- On 19 February 2008, Bernice Sampson began the process of abdicating her responsibility to care for her child, Katelynn, by asking the Ontario Court of Justice to place her in the custody of Donna Irving, a known prostitute and drug addict, who lived with her partner Warren Johnson. The Court File listed Irving as the Applicant, although she was not a relative, and Sampson and Mark Letang as Respondents, although Letang was not present at the proceedings.

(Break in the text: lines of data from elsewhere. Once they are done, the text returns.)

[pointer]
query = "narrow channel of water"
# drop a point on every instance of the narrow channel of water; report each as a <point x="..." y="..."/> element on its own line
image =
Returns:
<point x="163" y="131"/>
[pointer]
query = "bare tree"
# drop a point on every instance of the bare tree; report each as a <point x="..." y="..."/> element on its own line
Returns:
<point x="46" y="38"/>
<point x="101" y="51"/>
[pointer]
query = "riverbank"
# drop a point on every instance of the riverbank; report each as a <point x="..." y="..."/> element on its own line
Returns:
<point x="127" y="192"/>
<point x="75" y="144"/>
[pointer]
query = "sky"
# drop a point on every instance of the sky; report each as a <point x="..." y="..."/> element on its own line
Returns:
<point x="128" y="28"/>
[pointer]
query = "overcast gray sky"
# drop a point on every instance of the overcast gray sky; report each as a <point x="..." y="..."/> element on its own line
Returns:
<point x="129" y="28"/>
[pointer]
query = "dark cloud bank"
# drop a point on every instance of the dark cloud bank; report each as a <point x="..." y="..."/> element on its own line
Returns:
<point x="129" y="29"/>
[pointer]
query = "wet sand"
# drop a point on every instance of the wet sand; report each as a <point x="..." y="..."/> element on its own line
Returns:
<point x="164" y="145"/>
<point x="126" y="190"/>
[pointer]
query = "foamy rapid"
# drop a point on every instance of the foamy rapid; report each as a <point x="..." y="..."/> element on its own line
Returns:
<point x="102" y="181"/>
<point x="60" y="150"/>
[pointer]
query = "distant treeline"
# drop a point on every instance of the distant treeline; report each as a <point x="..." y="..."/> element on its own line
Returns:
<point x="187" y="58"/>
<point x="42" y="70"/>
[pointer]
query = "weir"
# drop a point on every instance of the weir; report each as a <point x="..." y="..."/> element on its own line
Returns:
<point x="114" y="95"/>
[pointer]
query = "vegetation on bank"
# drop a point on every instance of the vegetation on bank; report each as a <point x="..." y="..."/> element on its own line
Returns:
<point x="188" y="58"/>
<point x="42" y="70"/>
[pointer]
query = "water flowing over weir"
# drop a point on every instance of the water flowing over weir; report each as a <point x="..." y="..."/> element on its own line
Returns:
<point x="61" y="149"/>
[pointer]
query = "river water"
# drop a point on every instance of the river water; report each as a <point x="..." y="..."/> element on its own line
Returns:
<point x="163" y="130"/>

During the proceedings, Sampson stated, among other things that: Letang was not the father of Katelynn; one George States was Katelynn's father, she did not want him to be a part of Katelynn's life; she approved of Irving's partner; no father was listed on Katelynn's birth certificate; the father was someone in Nova Scotia; and she would write up a piece of paper explaining to the Court, one way or another, what should be done about the father.
- On 6 June 2008, after additional court appearances, Irving was granted custody of Katelynn even though Letang, who was the father and who was believed to have been living in the Toronto area, had never been properly identified and notified of the ongoing proceedings.
- On 2 August 2008, Katelynn died while in the care of Irving, and she and Johnson were subsequently charged with second-degree murder.
- On 12 August 2008, Letang put his daughter's casket in a hearse after her funeral at Bonar-Parkdale Presbyterian Church in Toronto.
- On 24 November 2008, a Toronto Star headline and story appeared that read, in part "Changes to family law aimed at better protecting women, children", "Death of Katelynn Sampson weighed on attorney general and others who examined child custody laws in Ontario" and "We can no longer ignore the fact that the safety of women and children in this province must be paramount," said Zahra Dhanani, legal director for the Metropolitan Action Committee on Violence Against Women and Children". No mention, however was made of Letang.
- On 25 November 2008, the attorney general introduced Bill 133: Ontario's Family Statute Law Amendment Act.
Unfortunately, in the Province of Ontario, not a day goes by that some custodial parent fails to abide by court ordered custody of or access to a child.
While I am not usually an advocate of State intervention in such matters, I do believe the time is now to find a way for the Ontario to take the lead in the enforcement of court ordered custody and access, similar to what is done in the case of court ordered support payments and arrears of support.
The chance of this happening, however, are slim since it would seem that from the State's point of view, taking a proactive approach to the collection and dispersal of money is simple, politically correct, and apt to make the State look good; while dealing with the access issue would be complex, politically incorrect, and apt to make the State look bad.